Recruitment of teachers to public universities are these days done based on political affiliation, nepotism, religious identities and illegal exchange of money, depriving meritorious applicants, reveals a new TIB study, Agencies report.

As political ideology, nepotism, religious identities and localism of applicants and illegal exchange of money get priority, the study says, these illegal means create impediments to ensuring equal scopes for efficient applicants in requirement of lecturers to public universities.

Programme managers (research and policy) of the Transparency International Bangladesh (TIB)Md Rezaul Karim and Dipu Roy jointly revealed the findings of the study, ‘Lecturers’ Recruitment at Public Universities: Good Governance Challenges and Way Forward’, at a press conference at its office on Sunday.

TIB executive director Dr Iftekharuzzaman, its deputy executive director Sumaiya Khair, member Dr Syed Manzoorul Islam and director Rafiqul Hasan were present. The German-based anti-graft agency conducted the study on 13 public universities during January to December 2016. It examined the requirement process of these universities from 2001 to 2016.

The study found irregularities in every stage of teacher requirement to public universities, saying the actual demand of teachers and pattern of verbal examinations are often changed in teacher requirement while results are engineered to create job opportunities for ‘chosen-candidates’.

Political leaders, ministers, influential teachers and local leaders put pressure on vice-chancellors, pro-vice chancellors, deans and heads of departments of universities to recruit their recommended-candidates as university teachers.

Besides, the study reveals that the vice-chancellors, pro-vice-chancellors, deans and heads of departments also hire their followers or political affiliates to increase vote bank in favor of them.

Allegations are also there that teachers have been appointed to eight universities out of 13 through illegal exchange of money – minimum Tk 3 lakh and maximum Tk 16 lakh. A section of vice-chancellors, teacher leaders, staff of Registrar’s offices, student leaders, public representatives and political leaders are involved in the corruption.

Dr Syed Manzoorul Islam, a professor of English department at Dhaka University, said the TIB study findings are true. “If poor quality teachers are appointed to universities, they’ll cause harm to the universities for 40 years because students are deprived of getting quality education,” he said.

There are debates that whether university teachers will be appointed through written test or not, the TIB member said, adding that now private universities are hiring teachers through written test and the time is not far away that public universities will have hold written test to recruit quality teachers.

“University teachers should be appointed following three steps – written test, viva test and class demonstration. And we must go ahead with these steps to appoint competent teachers at universities,” he said.
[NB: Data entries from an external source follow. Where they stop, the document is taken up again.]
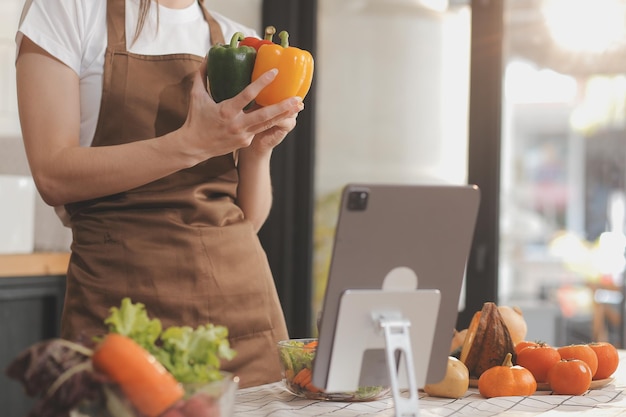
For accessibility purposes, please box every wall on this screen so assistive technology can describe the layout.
[0,0,262,251]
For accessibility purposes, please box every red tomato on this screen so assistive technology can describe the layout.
[589,342,619,379]
[516,343,561,382]
[548,359,591,395]
[515,340,539,355]
[557,344,598,377]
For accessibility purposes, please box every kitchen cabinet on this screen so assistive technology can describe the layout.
[0,253,69,417]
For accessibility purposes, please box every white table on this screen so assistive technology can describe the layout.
[230,351,626,417]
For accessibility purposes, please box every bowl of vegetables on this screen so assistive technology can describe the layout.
[6,298,239,417]
[278,338,390,402]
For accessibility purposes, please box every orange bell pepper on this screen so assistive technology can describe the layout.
[252,31,314,106]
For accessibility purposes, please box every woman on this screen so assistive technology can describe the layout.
[16,0,303,387]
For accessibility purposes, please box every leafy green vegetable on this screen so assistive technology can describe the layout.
[104,298,236,383]
[155,324,235,382]
[281,340,315,374]
[104,297,162,353]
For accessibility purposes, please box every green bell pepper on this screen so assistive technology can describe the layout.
[207,32,256,103]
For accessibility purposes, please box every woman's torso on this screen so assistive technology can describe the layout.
[16,0,256,146]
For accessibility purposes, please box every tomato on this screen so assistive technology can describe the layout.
[557,344,598,377]
[515,340,539,355]
[548,359,591,395]
[516,343,561,382]
[589,342,619,379]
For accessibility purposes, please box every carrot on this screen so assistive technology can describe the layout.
[293,368,311,385]
[91,333,185,417]
[304,382,322,392]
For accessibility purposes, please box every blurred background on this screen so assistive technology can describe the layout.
[0,6,626,412]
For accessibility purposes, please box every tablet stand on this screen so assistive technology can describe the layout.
[326,290,441,417]
[374,316,419,417]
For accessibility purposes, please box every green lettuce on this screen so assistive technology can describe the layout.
[104,298,236,383]
[104,297,162,353]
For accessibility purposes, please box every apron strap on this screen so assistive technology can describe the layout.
[198,0,226,45]
[107,0,126,51]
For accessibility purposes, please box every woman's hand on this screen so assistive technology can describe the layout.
[181,60,304,164]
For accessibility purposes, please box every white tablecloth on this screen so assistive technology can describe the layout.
[235,351,626,417]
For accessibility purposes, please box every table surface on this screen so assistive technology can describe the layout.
[234,350,626,417]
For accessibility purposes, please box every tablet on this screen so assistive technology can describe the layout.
[313,184,480,388]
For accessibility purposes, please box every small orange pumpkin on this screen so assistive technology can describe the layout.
[478,353,537,398]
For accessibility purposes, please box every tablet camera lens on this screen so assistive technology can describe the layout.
[348,191,369,211]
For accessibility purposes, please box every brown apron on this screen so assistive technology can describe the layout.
[62,0,288,387]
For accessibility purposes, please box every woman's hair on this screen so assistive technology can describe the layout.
[131,0,159,43]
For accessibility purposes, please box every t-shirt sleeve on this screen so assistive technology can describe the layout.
[15,0,85,74]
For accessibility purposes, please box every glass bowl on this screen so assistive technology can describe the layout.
[278,338,390,402]
[70,372,239,417]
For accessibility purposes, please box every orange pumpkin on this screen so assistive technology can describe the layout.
[478,353,537,398]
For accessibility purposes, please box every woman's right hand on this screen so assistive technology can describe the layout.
[180,60,302,165]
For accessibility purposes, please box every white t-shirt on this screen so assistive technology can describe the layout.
[15,0,258,146]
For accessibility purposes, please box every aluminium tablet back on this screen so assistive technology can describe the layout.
[313,184,480,388]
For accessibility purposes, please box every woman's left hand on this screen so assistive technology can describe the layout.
[245,98,304,154]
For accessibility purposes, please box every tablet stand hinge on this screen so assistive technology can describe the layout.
[374,315,419,417]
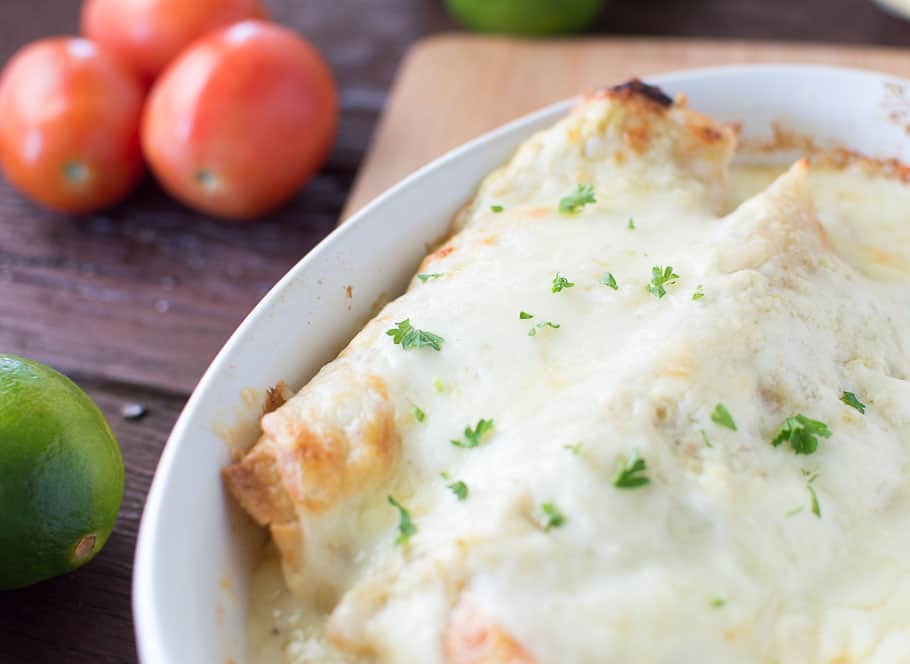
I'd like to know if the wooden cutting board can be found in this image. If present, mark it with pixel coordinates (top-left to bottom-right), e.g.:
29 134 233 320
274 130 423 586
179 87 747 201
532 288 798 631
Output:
341 34 910 219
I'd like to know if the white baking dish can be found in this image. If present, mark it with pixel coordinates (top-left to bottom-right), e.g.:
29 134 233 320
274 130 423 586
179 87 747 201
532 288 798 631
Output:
133 65 910 664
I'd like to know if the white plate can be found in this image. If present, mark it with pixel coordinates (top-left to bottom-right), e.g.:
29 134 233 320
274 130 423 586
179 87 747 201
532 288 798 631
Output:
133 65 910 664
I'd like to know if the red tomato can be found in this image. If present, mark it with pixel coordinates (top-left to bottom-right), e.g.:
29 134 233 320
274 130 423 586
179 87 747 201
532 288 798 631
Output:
82 0 266 81
142 21 338 220
0 37 144 213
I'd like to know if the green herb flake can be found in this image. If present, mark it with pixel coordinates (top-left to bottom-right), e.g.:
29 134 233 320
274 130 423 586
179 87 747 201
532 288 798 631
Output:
613 450 651 489
840 391 866 415
563 443 584 456
550 272 575 293
647 265 679 299
388 496 417 545
559 184 597 214
806 484 822 519
386 318 445 351
528 321 561 337
711 403 736 431
540 503 566 530
600 272 619 290
449 419 493 449
771 415 831 454
448 480 468 500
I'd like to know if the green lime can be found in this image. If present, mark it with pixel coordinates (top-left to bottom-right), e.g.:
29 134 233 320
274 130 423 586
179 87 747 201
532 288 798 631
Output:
0 354 123 590
446 0 604 35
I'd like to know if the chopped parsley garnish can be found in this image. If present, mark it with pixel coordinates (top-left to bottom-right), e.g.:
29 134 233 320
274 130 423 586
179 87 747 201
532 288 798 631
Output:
518 311 559 337
800 469 822 519
448 480 468 500
563 443 584 455
711 403 736 431
528 321 560 337
550 272 575 293
613 450 651 489
771 415 831 454
449 419 493 449
840 391 866 415
647 265 679 298
388 496 417 545
600 272 619 290
559 184 597 214
386 318 445 351
540 503 566 530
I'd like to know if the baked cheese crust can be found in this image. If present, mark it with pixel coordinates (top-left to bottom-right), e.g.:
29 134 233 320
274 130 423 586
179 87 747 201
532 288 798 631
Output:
224 82 910 664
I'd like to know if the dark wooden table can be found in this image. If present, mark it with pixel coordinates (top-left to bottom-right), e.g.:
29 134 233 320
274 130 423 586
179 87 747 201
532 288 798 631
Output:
0 0 910 664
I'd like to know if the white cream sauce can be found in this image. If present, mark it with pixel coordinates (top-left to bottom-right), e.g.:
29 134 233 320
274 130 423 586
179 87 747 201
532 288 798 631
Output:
248 150 910 664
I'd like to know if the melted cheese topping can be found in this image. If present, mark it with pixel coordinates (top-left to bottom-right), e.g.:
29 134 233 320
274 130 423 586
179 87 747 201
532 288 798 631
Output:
244 93 910 664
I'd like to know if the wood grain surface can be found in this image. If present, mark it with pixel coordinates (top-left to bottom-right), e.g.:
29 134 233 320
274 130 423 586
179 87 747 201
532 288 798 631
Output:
342 34 910 218
0 0 910 664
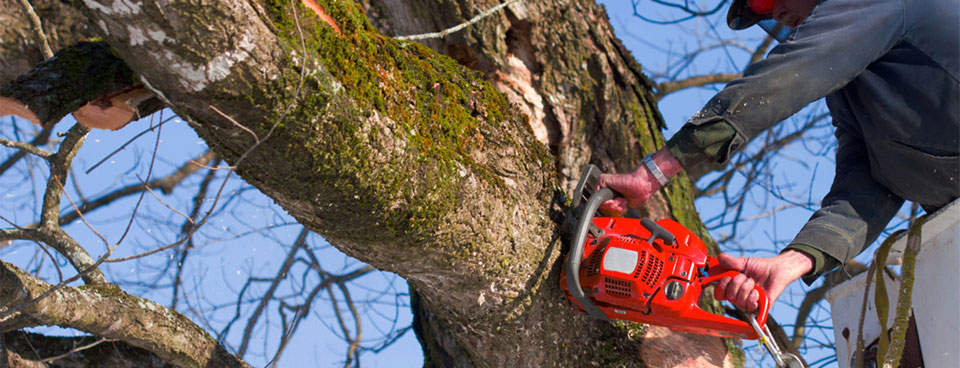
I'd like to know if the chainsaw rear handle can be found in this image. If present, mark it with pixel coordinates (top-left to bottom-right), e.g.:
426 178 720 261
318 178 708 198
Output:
565 185 613 320
700 257 770 326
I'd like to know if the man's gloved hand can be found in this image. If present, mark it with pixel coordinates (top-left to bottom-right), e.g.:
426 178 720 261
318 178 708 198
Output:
598 148 683 216
713 250 813 312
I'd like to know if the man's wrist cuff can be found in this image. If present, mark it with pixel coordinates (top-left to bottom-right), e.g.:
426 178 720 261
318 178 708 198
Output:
781 243 840 285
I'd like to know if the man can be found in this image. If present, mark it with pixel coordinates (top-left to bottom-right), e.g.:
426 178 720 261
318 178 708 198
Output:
600 0 960 311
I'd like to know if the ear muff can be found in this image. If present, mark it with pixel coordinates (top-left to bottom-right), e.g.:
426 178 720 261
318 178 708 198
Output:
747 0 773 14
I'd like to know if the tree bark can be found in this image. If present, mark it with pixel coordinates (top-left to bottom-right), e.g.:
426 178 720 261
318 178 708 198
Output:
0 0 730 366
0 262 246 367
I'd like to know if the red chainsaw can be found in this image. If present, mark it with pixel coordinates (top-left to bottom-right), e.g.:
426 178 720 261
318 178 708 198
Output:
560 165 803 368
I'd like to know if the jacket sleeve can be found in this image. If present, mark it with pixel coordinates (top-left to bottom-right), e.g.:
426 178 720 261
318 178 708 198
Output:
786 127 904 284
668 0 905 167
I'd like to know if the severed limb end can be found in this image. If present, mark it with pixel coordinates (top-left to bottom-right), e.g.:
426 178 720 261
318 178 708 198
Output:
0 96 41 125
300 0 343 36
0 85 154 130
73 85 154 130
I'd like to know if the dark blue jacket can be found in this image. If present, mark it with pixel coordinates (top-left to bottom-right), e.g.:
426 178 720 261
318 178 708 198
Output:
671 0 960 274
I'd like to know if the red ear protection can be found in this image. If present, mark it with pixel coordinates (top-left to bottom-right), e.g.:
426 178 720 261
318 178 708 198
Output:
747 0 773 15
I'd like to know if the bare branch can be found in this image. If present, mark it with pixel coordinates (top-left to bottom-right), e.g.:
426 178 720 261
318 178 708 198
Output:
17 0 53 59
656 73 743 99
0 262 247 367
394 0 520 41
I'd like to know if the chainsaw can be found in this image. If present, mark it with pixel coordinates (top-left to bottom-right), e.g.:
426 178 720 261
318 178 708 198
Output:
560 165 803 368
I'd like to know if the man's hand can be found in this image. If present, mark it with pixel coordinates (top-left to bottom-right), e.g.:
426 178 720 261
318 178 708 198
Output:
713 250 813 312
598 148 683 216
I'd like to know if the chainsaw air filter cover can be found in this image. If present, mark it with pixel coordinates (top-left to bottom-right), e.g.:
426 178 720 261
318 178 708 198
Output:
560 217 768 339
Dr Manzoorul said the government is going ahead to pass the National Accreditation Council Bill. And once it is enacted, problems over university teacher recruitment will get solved.”  Dr Iftekharuzzaman said like other sectors, corruption in university teacher requirement is getting institutionalised.

He stressed the need for announcing an integrated and complete policy for teacher appointment to public universities and forcing all universities to follow it.